A selling position is opened in the same way with the only difference being that the price pulls back after a decline to the MA below. Mind that you trade the overall trend.
Breakaways of MAs
The principles by which you trade breakaways of MAs are the same as for trading breakaways of technical support/resistance lines. In this case, the MA acts as one of these levels. As long as the overall trend can change, you can open positions against it.
An example of opening a buying position: the quotations spent some time under the EMA200 and approached it from below again, breaking it away by one candlestick. After this one closed, the next candlestick opened above the closing price of the previous candlestick, which can be interpreted as a signal to buy.
Place the SL at the nearest low.
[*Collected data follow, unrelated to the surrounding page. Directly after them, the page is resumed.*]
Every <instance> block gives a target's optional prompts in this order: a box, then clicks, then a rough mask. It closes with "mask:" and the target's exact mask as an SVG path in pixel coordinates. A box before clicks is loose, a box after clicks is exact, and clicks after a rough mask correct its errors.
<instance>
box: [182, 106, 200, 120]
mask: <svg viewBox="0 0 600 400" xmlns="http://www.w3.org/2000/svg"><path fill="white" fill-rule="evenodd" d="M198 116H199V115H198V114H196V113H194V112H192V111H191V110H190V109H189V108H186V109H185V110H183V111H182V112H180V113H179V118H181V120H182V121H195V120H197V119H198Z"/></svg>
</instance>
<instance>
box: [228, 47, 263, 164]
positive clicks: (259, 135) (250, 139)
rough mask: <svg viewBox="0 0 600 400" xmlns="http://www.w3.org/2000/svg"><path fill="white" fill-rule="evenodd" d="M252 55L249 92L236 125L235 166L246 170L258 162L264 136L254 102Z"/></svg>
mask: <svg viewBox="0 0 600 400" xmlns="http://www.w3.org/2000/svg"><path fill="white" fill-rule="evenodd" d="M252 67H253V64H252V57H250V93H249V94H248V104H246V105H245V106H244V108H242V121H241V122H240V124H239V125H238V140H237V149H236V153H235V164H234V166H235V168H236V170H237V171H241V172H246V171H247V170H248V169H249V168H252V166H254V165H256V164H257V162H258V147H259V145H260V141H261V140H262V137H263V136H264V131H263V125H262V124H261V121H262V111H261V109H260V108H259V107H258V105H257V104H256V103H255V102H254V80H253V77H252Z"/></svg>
As you see on the chart, the price reversed and started forming an uptrend. Close the position after the MA is broken away by the price in the opposite direction.
Advantages and drawbacks of MAs
The advantages are:
- A whole range of settings
- Applicable to all instruments
- Can be combined with other indicators
- Several MAs constitute a whole trading strategy
The drawbacks are:
- Many false signals on M1 and M5
- Lagging
- Incorrect data in flats
- Makes errors in the case of gaps
Conclusion
The Moving Average has long been a popular instrument. New indicators keep being developed based on it. Using the MA with other trend instruments can increase your chances for success in trading stocks and indices in the stock market.
*Past performance does not predict future returns.